What's the best condition number for a full rank matrix?

Question

Let $W$ denote a full rank $d \times d$ matrix, the condition number of $W$ is very bad, say $\kappa(W) = 2^d$. Is there existing some diagonal matrix $D$ with $D_{ii} >0$, such that $\kappa(DW) = \text{poly}(d)$?.

Answer 1

This is not an answer but you might be interested in looking on this paper.

Summarizing the related statements, if $A\in\mathbb{R}^{n\times n}$ is nonsingular, $p\geq 1$, and $$ D=\mathrm{diag}(\|A(1,:)\|_p^{-1},\ldots,\|A(n,:)\|_p^{-1}), $$ then $$ \kappa_p(DA)\leq n^{\frac{1}{p}}\min_{\tilde{D}\in\mathcal{D}_n}\kappa_p(\tilde{D}A), $$ where $\mathcal{D}_n$ is a set of $n\times n$ diagonal nonsingular matrices. In particular for $p=\infty$, the row scaling gives the optimal condition number.
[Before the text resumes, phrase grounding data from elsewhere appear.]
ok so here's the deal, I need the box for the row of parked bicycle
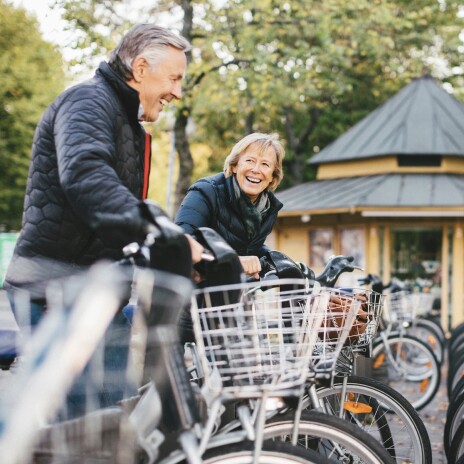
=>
[445,321,464,463]
[0,208,448,464]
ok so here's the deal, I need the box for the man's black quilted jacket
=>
[5,61,150,297]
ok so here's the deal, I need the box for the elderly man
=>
[4,24,202,417]
[5,24,202,323]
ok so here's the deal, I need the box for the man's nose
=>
[172,82,182,99]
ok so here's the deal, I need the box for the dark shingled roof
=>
[276,174,464,212]
[310,76,464,165]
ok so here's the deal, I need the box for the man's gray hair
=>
[109,24,191,81]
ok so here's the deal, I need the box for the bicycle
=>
[375,275,445,365]
[0,204,331,464]
[190,268,396,464]
[355,275,442,411]
[257,254,433,463]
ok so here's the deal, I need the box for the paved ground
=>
[419,357,449,463]
[0,289,451,461]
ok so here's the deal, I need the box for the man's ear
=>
[132,56,148,83]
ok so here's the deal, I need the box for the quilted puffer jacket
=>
[175,173,283,257]
[5,61,151,298]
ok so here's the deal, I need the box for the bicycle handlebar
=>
[315,255,364,288]
[357,273,384,293]
[253,253,363,287]
[92,209,162,237]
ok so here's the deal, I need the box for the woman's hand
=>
[239,255,261,280]
[185,234,204,264]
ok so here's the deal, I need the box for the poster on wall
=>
[340,227,365,269]
[309,228,334,270]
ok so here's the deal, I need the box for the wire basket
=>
[410,292,435,317]
[346,289,384,349]
[191,279,322,398]
[310,287,376,378]
[322,288,385,377]
[190,280,380,396]
[383,290,415,324]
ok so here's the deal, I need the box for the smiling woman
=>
[175,132,285,279]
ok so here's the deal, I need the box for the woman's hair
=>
[223,133,285,192]
[108,24,191,81]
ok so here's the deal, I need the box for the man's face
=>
[135,46,187,122]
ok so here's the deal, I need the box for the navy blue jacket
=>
[175,173,283,257]
[5,62,150,297]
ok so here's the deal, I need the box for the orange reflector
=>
[428,336,436,348]
[373,354,385,369]
[420,378,430,392]
[344,401,373,414]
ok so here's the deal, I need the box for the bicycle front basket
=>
[190,278,321,398]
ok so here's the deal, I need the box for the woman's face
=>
[232,145,276,202]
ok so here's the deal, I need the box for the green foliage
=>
[191,0,463,187]
[0,0,65,230]
[48,0,464,197]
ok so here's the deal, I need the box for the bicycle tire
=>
[407,319,445,365]
[448,354,464,399]
[263,409,395,464]
[315,375,432,463]
[450,336,464,359]
[186,440,332,464]
[418,314,446,342]
[449,419,464,464]
[445,389,464,460]
[372,334,441,410]
[450,376,464,404]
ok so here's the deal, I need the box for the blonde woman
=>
[175,132,285,279]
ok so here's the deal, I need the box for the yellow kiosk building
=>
[274,76,464,331]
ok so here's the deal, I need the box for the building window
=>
[391,227,442,297]
[309,228,334,270]
[397,155,442,167]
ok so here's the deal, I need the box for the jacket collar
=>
[223,173,283,214]
[96,61,141,126]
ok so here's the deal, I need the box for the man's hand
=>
[239,255,261,280]
[185,234,204,264]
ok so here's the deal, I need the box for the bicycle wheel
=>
[315,375,432,463]
[263,410,395,464]
[407,319,445,365]
[449,420,464,464]
[372,334,441,410]
[445,389,464,460]
[448,353,464,399]
[192,440,331,464]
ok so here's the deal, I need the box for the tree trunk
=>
[284,106,321,185]
[173,110,193,215]
[172,0,193,216]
Personally, I don't think it is possible to find what you are looking for. Using the other answer, consider $$ A=\begin{bmatrix}\alpha&1\\0&1\end{bmatrix} $$ where $\alpha\in(0,1)$. For $p=\infty$, we get $$ \kappa_\infty(DA)=1+\frac{2}{\alpha}. $$ You can make the condition number arbitrarily large by choosing a small enough $\alpha$, but for a fixed $\alpha$ you cannot make it smaller anymore by any row scaling.

Answer 2

I don't think this is possible in general. Consider a matrix whose row vectors have length 1, and the matrix is poorly conditioned because the row vectors are very nearly aligned. Scaling the row vectors to be longer or shorter (IE, multiplying by a diagonal matrix) doesn't help this.